Come funziona WikiTok
Stando al sito di informazione Ars Technica, WikiTok fornisce ai visitatori un elenco casuale di articoli di Wikipedia, selezionati dall’API di Wikipedia, in un’interfaccia a scorrimento verticale.
Accessibile da browser, sia su dispositivi mobili che desktop, WikiTok si presenta come un lungo scroll praticamente infinito dove ogni voce è accompagnata da un’immagine rappresentativa e da un pulsante “Leggi di più”, che permette di aprire l’articolo completo su Wikipedia. Nonostante il nome richiami TikTok, il sito non contiene video: il focus è tutto sulle informazioni testuali e visive.
Inoltre, una delle caratteristiche distintive di WikiTok è l’assenza di un algoritmo personalizzato. A differenza di TikTok e di altre piattaforme che studiano le preferenze degli utenti per offrire contenuti su misura, WikiTok mantiene la casualità nella selezione degli articoli.
La nascita di WikiTok
Racconta sempre Ars Technica, l’idea di WikiTok è nata da un tweet dello sviluppatore Tyler Angert, che ha suggerito la creazione di un’interfaccia scorrevole per Wikipedia. L’idea ha rapidamente guadagnato popolarità su X (ex Twitter), fino a raggiungere l’app developer Isaac Gemal.

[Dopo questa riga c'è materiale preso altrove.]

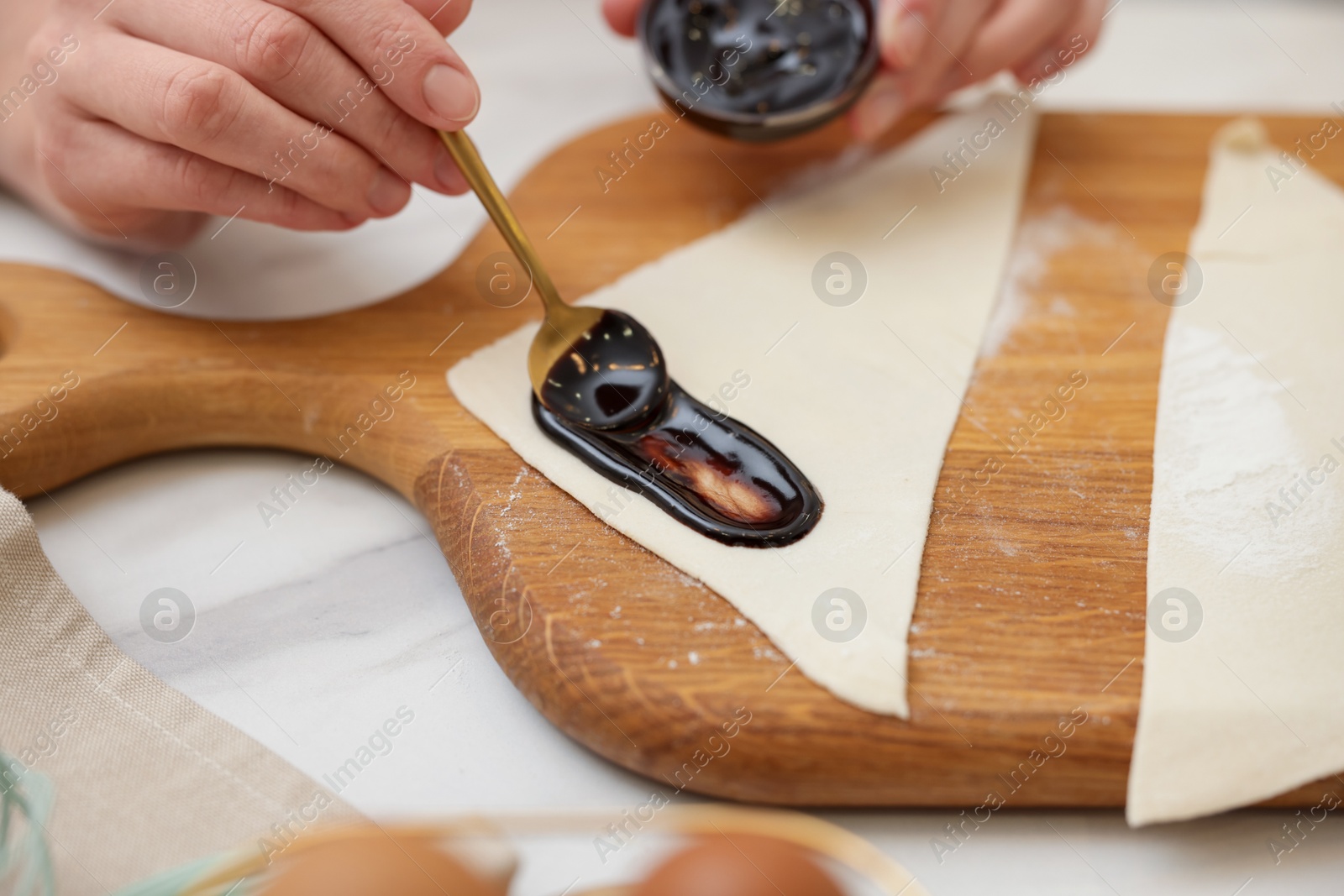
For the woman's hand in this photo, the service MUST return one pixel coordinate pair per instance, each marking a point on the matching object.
(134, 120)
(932, 47)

Intrigato dall’idea, lo sviluppatore ha deciso di trasformare il concetto in realtà. Stando ad Ars, Gemal ha iniziato il suo progetto alle 12:30 del mattino e, con l’aiuto di strumenti di codifica AI come Claude e Cursor di Anthropic, ha terminato un prototipo alle 2 del mattino, pubblicando poi i risultati su X.

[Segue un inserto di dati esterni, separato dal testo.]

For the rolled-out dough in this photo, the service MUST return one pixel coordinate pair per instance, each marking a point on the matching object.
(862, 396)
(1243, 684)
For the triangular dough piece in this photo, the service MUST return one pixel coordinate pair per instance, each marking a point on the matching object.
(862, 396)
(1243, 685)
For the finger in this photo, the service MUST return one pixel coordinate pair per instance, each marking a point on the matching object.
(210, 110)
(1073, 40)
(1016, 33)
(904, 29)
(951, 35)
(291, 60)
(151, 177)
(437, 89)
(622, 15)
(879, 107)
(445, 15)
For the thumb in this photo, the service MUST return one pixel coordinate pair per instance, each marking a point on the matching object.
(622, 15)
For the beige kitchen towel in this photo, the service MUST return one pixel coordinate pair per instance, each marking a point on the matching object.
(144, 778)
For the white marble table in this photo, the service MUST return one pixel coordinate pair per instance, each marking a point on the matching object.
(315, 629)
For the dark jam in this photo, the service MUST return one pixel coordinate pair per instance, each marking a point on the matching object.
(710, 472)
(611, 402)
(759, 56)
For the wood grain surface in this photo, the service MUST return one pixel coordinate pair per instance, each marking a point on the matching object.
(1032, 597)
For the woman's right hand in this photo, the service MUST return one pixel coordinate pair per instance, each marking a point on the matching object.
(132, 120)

“L’intero progetto è composto da alcune centinaia di righe di codice e la maggior parte è stata scritta da Claude”, ha affermato Gemal, “l’intelligenza artificiale mi ha aiutato a lavorare molto velocemente e a mettere a frutto il tweet virale iniziale che chiedeva una versione di Wikipedia con lo scrolling”.
L’assenza di un algoritmo per essere più liberi
Come già detto sopra, una delle caratteristiche distintive di WikiTok è l’assenza di un algoritmo personalizzato. Questa scelta, voluta da Gemal, consente agli utenti di scoprire informazioni in modo totalmente casuale, senza essere guidati da meccanismi di profilazione che selezionano ciò che potrebbe piacere di più.
“Ho avuto molte persone che mi hanno mandato messaggi e persino aperto topic sul mio GitHub chiedendo un algoritmo per WikiTok“, ha detto Gemal ad Ars, “e ho dovuto puntare i piedi e rispondere dicendo che siamo già governati da algoritmi spietati e poco trasparenti nella nostra vita quotidiana; perché non possiamo avere un piccolo angolo di mondo senza che ce ne siano?
Attualmente, il codice di WikiTok è disponibile su GitHub, permettendo a chiunque di contribuire al progetto o modificarlo. Il sito supporta già 14 lingue e offre funzionalità come anteprime degli articoli e condivisione dei contenuti.